Another liberal targeted by Rendall and Kosseff was Time magazine columnist Joe Klein, who they quoted as having written in praise of the moderate Democratic Leadership Council (DLC), and as having applauded the DLC for “gleefully assault[ing] the reactionary left — the trade unions and bureaucrats who had a stake in the old system.”
Next, Rendall and Kosseff assailed columnist Matthew Miller, a former New Republic senior editor who called himself a “Tony Blair Democrat” and advocated “radical centrism.” They quoted Miller as having written in 2003 that “What American politics urgently needs is not a new left, but a new center.”
Further expanding their indictment of liberals they deemed unworthy of representing the authentic left in media face-offs, Rendall and Kosseff criticized Democratic Party strategist Susan Estrich for her tendency to speak in a civil manner with conservative debate opponents on television.
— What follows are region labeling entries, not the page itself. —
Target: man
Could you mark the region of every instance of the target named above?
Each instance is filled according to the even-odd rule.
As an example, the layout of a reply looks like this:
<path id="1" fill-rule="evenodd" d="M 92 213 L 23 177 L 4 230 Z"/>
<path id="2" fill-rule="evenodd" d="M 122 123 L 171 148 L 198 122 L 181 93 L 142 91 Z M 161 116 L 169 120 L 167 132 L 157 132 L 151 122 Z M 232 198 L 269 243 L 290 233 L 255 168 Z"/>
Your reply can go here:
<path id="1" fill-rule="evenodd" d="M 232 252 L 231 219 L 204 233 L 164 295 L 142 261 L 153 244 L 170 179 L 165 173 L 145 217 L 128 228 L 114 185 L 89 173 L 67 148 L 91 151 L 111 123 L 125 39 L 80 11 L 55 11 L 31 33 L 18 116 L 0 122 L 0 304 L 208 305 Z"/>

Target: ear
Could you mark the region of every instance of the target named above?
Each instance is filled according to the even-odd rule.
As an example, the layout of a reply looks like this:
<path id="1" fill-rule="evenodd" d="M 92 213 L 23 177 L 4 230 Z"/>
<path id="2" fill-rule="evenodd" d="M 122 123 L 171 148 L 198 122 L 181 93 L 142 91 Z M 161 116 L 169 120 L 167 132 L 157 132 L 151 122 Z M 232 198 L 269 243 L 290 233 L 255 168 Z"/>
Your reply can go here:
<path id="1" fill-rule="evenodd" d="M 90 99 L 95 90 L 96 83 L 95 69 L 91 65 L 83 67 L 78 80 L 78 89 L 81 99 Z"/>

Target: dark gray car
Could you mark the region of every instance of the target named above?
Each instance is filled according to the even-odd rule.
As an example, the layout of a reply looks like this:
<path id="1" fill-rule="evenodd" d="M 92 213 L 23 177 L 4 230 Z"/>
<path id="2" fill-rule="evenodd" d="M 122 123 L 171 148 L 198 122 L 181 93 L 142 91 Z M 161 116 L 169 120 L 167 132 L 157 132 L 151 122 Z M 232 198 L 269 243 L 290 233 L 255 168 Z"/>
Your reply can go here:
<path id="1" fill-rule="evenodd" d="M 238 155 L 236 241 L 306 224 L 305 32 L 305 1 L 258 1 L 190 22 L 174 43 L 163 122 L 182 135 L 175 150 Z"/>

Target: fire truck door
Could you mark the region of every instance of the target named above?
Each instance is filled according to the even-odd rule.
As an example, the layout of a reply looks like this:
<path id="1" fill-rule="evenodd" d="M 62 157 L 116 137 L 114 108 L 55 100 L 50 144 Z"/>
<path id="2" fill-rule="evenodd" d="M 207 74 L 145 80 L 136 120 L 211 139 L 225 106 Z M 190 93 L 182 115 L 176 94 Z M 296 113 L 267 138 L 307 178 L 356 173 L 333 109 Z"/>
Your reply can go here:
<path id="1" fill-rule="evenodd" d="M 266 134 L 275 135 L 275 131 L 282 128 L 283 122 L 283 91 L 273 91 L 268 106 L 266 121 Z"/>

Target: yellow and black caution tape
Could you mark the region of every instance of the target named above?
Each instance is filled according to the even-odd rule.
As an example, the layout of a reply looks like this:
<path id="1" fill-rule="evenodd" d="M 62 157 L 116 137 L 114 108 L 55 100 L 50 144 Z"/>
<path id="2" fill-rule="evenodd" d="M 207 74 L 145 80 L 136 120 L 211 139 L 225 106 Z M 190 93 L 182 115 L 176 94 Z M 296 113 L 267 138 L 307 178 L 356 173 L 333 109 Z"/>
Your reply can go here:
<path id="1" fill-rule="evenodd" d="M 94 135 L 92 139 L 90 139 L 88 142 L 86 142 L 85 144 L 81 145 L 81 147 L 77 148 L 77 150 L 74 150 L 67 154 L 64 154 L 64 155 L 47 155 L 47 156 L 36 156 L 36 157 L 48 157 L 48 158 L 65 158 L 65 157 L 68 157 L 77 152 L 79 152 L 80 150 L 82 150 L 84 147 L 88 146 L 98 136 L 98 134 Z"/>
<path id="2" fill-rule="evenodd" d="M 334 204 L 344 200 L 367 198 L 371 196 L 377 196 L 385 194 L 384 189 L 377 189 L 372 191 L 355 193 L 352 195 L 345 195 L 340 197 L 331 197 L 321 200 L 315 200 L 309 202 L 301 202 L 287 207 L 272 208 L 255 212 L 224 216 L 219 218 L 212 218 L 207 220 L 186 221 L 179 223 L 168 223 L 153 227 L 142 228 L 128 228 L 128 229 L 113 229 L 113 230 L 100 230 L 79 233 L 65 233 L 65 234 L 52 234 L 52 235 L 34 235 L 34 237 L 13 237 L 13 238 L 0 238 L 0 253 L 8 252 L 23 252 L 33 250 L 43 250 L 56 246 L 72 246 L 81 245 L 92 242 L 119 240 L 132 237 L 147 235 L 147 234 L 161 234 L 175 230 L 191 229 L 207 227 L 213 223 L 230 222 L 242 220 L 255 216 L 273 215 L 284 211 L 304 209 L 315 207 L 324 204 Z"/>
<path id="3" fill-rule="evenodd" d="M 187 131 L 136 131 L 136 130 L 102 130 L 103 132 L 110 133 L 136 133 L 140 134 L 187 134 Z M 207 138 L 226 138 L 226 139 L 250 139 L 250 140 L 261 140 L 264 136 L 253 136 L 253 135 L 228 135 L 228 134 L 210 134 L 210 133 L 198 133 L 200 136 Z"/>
They also damned MSNBC’s Chris Matthews for including conservatives who were smarter than the liberals invited on his show Hardball.
Rendall today favors the restoration of the so-called “Fairness Doctrine,” which was originally instituted in the early days of the Federal Communications Commission “to ensure that all coverage of controversial issues by a broadcast station be balanced and fair” and was repealed in 1987. As the conservative political blogger Ed Morrissey writes, the original Fairness Doctrine “did not require broadcasters to present issues in a ‘fair and honest manner’; it required them to turn their stations into ping-ponging punditry if they allowed opinion to appear on the air at all. It created such a complicated formula that most broadcasters simply refused to air any political programming, as it created a liability for station owners for being held hostage to all manner of complaints about lack of balance.”
Complaining that “virtually all of the leading political talk show hosts are right-wingers,” Rendall approvingly quotes a Eugene, Oregon attorney named Edward Monks, who, after having studied the content of the two commercial talk stations in his town, concluded that: “Political opinions expressed on talk radio are approaching the level of [conservative] uniformity that would normally be achieved only in a totalitarian society. There is nothing fair, balanced or democratic about it.”
Rendall co-authored (with Jeff Cohen) the 1995 book The Way Things Aren’t: Rush Limbaugh’s Reign of Error.